I'm currently using a Naive Bayes Learner/Predictor model to classify my data. I've gotten to the point where I have 2,278,435 rows that I'm looking to run through Document vector as a non-collection cell.
I've attempted partitioning to try and reduce the stress, but found that the processing will hang at 99% idenfinitely (or what seems to be indefinitely), when the rows exceed 100K. Is there a maximum or best practice to volume processing in the Document vector node?
the Document Vector node will create one row for each input document, which is in your case 2,278,435. It will create one column for each unique term in your set of documents. Be aware that if you have many columns (>3000) this will be very time consuming and not reasonable anymore. How many unique terms do you have in your document set? Have you filtered them before?

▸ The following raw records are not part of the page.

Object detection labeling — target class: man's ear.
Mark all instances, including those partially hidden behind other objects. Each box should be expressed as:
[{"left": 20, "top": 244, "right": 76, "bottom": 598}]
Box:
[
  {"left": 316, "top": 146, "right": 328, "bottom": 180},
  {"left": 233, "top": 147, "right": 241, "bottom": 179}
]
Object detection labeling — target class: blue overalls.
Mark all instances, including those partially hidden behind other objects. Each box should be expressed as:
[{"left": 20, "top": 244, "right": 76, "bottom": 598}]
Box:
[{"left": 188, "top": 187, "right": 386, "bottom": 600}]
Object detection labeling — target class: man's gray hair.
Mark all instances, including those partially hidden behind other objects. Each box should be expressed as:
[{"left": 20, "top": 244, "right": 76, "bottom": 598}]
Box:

Best practice would be to filter the terms / document properly and check how many columns will be created i.e. how many unique terms are in the corpus. Keep the number of words below 3k. I never tried to create 2Mio document vectors to be honest.

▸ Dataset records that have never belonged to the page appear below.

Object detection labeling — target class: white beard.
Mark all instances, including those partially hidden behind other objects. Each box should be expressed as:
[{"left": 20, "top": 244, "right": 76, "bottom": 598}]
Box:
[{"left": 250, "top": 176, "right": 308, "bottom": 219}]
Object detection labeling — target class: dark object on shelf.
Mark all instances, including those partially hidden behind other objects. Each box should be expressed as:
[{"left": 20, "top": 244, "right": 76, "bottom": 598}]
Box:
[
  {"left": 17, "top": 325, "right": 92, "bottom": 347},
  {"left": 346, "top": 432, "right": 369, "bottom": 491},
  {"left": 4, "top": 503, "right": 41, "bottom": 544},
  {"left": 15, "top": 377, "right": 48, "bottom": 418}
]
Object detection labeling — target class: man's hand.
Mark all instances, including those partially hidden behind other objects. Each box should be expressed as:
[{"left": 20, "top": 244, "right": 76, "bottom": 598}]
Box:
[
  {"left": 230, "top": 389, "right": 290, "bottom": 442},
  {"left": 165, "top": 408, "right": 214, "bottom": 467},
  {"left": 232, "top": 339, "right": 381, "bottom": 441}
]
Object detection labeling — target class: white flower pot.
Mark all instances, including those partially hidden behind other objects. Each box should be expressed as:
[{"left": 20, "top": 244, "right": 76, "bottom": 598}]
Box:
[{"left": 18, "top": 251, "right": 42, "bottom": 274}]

First, thanks for the reply :)
Unfortunately I'm working with an extrememly large dataset and using the relative term frequency functionality. I believe the values are unique at this point, which speaks to the diversity of the data set I guess.
I was playing around with the Parallel Chunk functionality from KNIME Labs, but it doesn't appear to be compatible with Document vector, or I'm not quire grasping the error:
ERROR Parallel Chunk End Execute failed: Cell count in row "1" is not equal to length of column names array: 1809 vs. 1804
I was hoping this could help take advantage of CPU and my increased heap sizes, but I'm not able to get it to run properly.
the Parallel Chunk Loop node works fine for tasks which can be executed data parallel. This is not the case for document vector creation. The node needs to see all the data, since it will create a column for each unique term in the data set. When looking at chunks only the (in parallel executed) nodes see only a part of the data and can not create a column for each term in the complete data set.
Can you count how many unique terms you have in your data set (use a GroupBy)?
Can you then count in how many documents each term occurs (GroupBy and unique count over documents)?
Based on this information you can filter many terms out. Only keep terms that are contained in more than 1% in your document set. How many unique terms are there after filtering?